Green Shield Canada (GSC) is a not-for-profit benefits carrier that provides drug, dental, extended health care, vision, hospital and travel benefits for groups and individuals, as well as administration services. GSC is incorporated under a Federal Act of Parliament and regulated by the Office of the Superintendent of Financial Institutions (OSFI).

==History==
GSC's was founded in 1957 in Windsor, Ontario. The founder, pharmacist Bill Wilkinson, and four other pharmacists created Canada's first pre-paid drug plan, and started the company as Prescription Services Inc. GSC policies focus on prioritizing evidence-based treatments, preventive care and claims management strategies. These policies also help to prevent fraud and ensure that provincial coverage pays when possible, while prior authorization may be required for certain treatments. The policies can save money for plan sponsors, but sometimes lead to more paperwork for plan members. GSC has been in the news for working with clients that have dealt with high-profile benefits fraud cases using other insurers.

==Headquarters==
GSC's head office is located on Anchor Drive in Windsor, Ontario. GSC has regional offices in Vancouver, Calgary, London, Toronto, Montreal and Quebec City.

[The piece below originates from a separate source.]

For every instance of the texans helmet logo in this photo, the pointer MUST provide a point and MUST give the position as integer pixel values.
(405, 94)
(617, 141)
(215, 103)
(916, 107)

== Community initiatives ==
As a not-for-profit, GSC either reinvests profits into the business, or into community health care initiatives across Canada. They have supported a variety of causes linked to wellness, including homelessness, food insecurity, dentistry, sex trafficking, emergency service access, education, mobile outreach vehicles, disaster relief, research and healthcare clinics

Green Shield has also participated in clinical trials designed to encourage physical activity and smoking cessation programs.